Removing The Queen Cells
Nine or ten days after grafting, I remove the frame with the cells and find a home for them. If I’m putting a cell into a queenless nuc or hive, I use a plastic cell protector so that the bees cannot kill it before the virgin emerges. I also put cells into my incubator in roller cages as when the virgins emerge, they will go into Kieler mating nucs.
Kieler Mating Nucs

When setting up Kielers for the first time, I make them up when my virgins are born. I put a tiny drop of honey in the bottom of the roller cage (in a space on the edge of the lid) so that the virgins can feed. I shake bees into a deep tray from the supers of several hives; the foragers fly off, leaving lots of nurse bees. Each Kieler nuc gets a cup of bees and a piece of fondant in the feeder. A virgin queen goes into each then they are sealed up and left somewhere out of direct sunshine for a day or two.

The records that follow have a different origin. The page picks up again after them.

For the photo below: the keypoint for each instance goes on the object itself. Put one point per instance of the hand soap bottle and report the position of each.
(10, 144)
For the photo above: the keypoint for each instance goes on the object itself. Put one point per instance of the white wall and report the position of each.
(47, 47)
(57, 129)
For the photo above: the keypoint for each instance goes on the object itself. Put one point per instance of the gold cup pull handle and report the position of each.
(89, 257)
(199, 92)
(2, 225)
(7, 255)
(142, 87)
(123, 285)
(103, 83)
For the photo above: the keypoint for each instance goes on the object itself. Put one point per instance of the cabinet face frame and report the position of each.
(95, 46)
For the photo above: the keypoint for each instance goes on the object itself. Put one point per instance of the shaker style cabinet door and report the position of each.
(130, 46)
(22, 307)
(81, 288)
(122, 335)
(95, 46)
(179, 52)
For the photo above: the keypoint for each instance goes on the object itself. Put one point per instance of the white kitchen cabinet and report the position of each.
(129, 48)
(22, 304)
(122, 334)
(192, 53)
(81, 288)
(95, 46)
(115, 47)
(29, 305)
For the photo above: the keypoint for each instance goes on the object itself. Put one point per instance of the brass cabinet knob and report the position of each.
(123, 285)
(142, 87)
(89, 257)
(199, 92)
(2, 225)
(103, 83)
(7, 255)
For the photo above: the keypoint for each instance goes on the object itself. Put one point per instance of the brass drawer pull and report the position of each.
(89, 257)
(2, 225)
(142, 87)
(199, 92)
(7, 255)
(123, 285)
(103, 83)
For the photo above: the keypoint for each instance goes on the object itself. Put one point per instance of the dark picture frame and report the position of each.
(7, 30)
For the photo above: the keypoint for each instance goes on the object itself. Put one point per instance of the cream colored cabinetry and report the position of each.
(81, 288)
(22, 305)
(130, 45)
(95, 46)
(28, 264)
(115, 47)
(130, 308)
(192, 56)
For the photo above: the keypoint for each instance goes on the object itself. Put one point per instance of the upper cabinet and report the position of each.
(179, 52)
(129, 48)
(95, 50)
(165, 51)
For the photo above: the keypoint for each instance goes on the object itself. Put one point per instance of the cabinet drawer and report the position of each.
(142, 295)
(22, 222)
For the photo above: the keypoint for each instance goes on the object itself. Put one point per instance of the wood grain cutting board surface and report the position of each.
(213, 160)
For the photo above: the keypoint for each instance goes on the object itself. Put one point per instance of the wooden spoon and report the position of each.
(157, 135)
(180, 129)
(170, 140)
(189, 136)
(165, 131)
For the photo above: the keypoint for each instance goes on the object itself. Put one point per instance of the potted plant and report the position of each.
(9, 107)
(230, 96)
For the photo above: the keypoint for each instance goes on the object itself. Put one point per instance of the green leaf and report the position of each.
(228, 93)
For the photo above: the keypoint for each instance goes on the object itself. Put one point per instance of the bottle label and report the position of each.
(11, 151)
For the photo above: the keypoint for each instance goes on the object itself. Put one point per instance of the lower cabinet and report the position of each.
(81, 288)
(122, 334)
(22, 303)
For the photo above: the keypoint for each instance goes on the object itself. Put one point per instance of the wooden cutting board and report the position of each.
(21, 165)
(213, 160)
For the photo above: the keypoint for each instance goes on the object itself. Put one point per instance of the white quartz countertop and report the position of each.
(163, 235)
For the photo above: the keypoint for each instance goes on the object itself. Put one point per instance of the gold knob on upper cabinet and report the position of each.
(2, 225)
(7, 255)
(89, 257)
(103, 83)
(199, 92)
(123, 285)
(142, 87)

I move the Kielers to another apiary and open up the entrance. It doesn’t take long for bees to appear and start orientation flights.
Checking For Eggs
After two weeks, I will check to see that my new queens are laying eggs. If I see the queen but no eggs, I leave them for another week before checking again. Sometimes there is no queen. Sometimes there are no bees at all. Mostly it seems to work, though. In small nucs like Kielers, the comb quickly fills with brood, so the queen must be caught and moved on to a three or six frame nuc, or maybe a hive using a push-in cage.

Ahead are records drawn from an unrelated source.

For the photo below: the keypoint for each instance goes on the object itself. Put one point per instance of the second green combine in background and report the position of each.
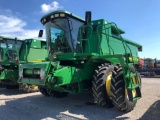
(13, 52)
(85, 55)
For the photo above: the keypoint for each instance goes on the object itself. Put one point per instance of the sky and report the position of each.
(140, 19)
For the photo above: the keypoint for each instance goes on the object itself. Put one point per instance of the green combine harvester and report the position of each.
(13, 52)
(86, 55)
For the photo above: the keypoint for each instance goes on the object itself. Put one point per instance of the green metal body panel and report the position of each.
(73, 70)
(35, 50)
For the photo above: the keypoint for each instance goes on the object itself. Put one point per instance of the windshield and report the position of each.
(62, 35)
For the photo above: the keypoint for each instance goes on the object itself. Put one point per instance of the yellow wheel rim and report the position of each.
(108, 84)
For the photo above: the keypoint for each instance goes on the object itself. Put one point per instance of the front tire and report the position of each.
(119, 95)
(101, 85)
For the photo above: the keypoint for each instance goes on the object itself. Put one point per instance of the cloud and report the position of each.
(14, 27)
(50, 7)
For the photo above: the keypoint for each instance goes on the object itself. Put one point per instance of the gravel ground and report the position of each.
(15, 105)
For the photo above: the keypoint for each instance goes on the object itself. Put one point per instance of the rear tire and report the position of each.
(118, 90)
(99, 87)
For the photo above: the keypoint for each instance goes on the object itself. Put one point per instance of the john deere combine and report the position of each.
(86, 55)
(13, 52)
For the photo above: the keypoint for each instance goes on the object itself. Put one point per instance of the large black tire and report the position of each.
(57, 94)
(12, 86)
(99, 88)
(28, 88)
(118, 90)
(44, 91)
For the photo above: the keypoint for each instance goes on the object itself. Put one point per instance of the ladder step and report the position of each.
(134, 86)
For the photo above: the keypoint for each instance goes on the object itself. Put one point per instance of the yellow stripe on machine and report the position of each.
(35, 61)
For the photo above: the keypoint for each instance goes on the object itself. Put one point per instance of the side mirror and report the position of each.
(88, 17)
(40, 33)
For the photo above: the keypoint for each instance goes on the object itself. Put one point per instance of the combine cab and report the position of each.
(86, 55)
(14, 52)
(32, 51)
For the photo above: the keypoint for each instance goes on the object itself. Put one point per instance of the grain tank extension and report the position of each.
(86, 55)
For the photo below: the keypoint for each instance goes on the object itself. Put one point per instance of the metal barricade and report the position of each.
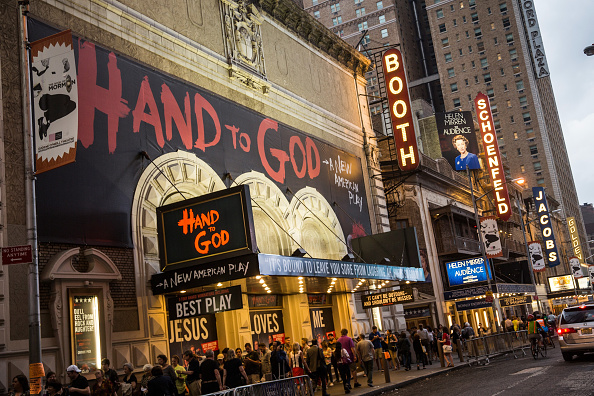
(294, 386)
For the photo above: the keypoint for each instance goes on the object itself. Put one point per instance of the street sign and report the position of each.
(17, 255)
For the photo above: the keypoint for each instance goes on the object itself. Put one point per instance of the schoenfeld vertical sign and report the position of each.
(400, 111)
(212, 227)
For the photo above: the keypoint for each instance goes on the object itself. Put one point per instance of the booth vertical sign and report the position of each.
(546, 226)
(400, 111)
(492, 156)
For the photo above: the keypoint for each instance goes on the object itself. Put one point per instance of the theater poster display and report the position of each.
(126, 108)
(457, 139)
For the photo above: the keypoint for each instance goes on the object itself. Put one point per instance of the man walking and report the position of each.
(317, 365)
(365, 350)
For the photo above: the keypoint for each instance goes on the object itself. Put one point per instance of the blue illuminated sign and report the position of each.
(546, 226)
(466, 271)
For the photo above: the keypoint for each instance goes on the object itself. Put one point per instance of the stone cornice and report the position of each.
(307, 27)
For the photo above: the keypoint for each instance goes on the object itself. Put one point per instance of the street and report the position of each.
(508, 376)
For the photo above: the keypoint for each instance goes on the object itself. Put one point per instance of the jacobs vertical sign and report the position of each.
(492, 156)
(400, 111)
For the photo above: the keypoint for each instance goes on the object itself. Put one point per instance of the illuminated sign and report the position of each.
(575, 239)
(212, 227)
(466, 271)
(86, 331)
(561, 283)
(539, 59)
(400, 111)
(492, 156)
(546, 227)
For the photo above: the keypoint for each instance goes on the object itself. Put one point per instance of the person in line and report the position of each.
(20, 386)
(180, 382)
(366, 353)
(129, 380)
(234, 371)
(349, 345)
(160, 385)
(418, 348)
(79, 386)
(211, 378)
(146, 377)
(192, 373)
(252, 364)
(314, 359)
(103, 386)
(110, 374)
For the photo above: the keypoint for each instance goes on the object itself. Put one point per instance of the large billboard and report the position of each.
(126, 108)
(457, 139)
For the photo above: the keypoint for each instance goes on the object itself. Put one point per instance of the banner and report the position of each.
(546, 226)
(322, 323)
(55, 101)
(213, 301)
(575, 239)
(576, 267)
(403, 125)
(198, 333)
(493, 156)
(127, 107)
(536, 256)
(267, 326)
(457, 139)
(491, 237)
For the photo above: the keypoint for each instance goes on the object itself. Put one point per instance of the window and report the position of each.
(513, 54)
(533, 149)
(530, 133)
(520, 85)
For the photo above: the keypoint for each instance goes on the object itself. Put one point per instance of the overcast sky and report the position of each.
(567, 28)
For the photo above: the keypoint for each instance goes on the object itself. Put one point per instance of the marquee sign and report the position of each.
(208, 228)
(546, 226)
(575, 239)
(492, 156)
(400, 111)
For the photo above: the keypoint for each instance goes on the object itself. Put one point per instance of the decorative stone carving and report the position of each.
(243, 43)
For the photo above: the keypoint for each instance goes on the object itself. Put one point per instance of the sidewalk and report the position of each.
(398, 379)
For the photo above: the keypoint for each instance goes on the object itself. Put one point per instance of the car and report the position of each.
(576, 330)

Marking, Clipping, Queen Cages
When I get virgin queens from my incubator, I mark them straight away. Obviously, clipping cannot be done now; they still need to go on mating flights.

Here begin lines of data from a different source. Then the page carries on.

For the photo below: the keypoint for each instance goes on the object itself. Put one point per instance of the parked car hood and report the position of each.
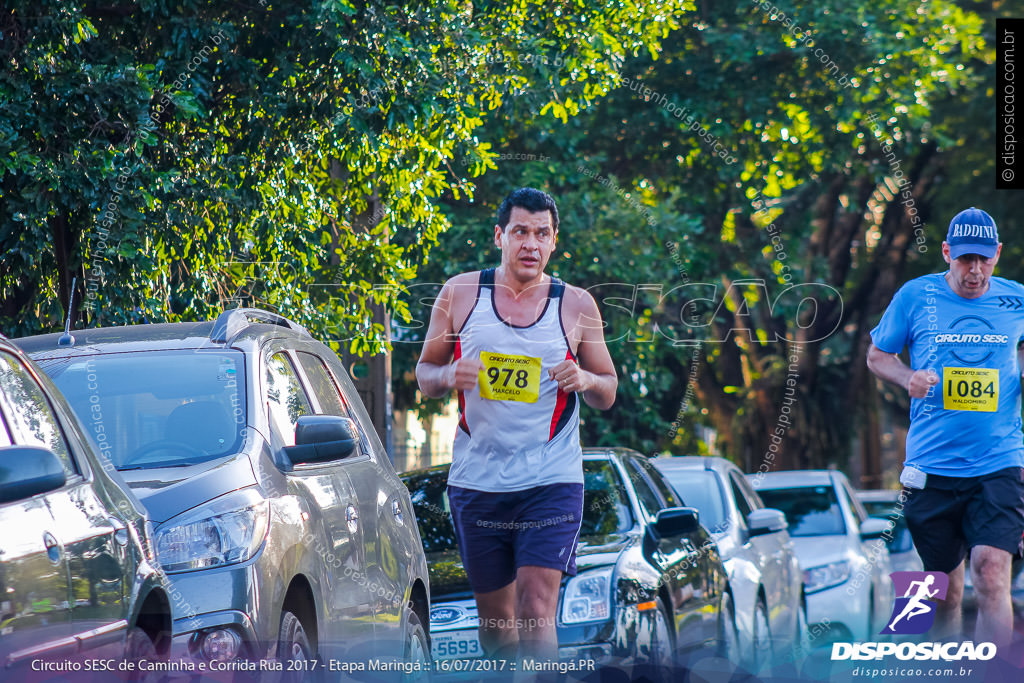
(817, 550)
(168, 492)
(448, 575)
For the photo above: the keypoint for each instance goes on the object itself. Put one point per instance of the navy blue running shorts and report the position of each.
(951, 515)
(498, 532)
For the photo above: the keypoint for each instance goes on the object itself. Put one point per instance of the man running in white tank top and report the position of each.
(518, 346)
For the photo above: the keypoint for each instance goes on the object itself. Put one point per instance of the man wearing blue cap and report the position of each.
(964, 474)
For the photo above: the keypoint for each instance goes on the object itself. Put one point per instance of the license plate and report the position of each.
(456, 644)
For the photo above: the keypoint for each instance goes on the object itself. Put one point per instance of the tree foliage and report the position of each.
(767, 146)
(180, 157)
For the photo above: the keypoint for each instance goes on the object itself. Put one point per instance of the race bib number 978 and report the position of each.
(971, 389)
(510, 377)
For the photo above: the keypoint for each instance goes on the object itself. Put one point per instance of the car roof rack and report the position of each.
(231, 322)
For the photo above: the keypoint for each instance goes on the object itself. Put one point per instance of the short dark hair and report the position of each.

As I catch mated queens from their boxes, I mark them if required and clip one wing. It’s not always easy catching queens in tiny little mating nucs. A good tip is to spray some water on the frame containing the queen so that she can’t fly off. Sometimes she’s not on a frame but crawling up the walls hiding. The real fun starts when, having got her majesty into a cage, you have to add six workers. It’s a case of picking them up by their wings and quickly popping them into the cage before they realise what’s happening.
And that, in a nutshell, is how I make queens. Pretty much the same method as used by Mike Palmer, and going back a few years, Brother Adam.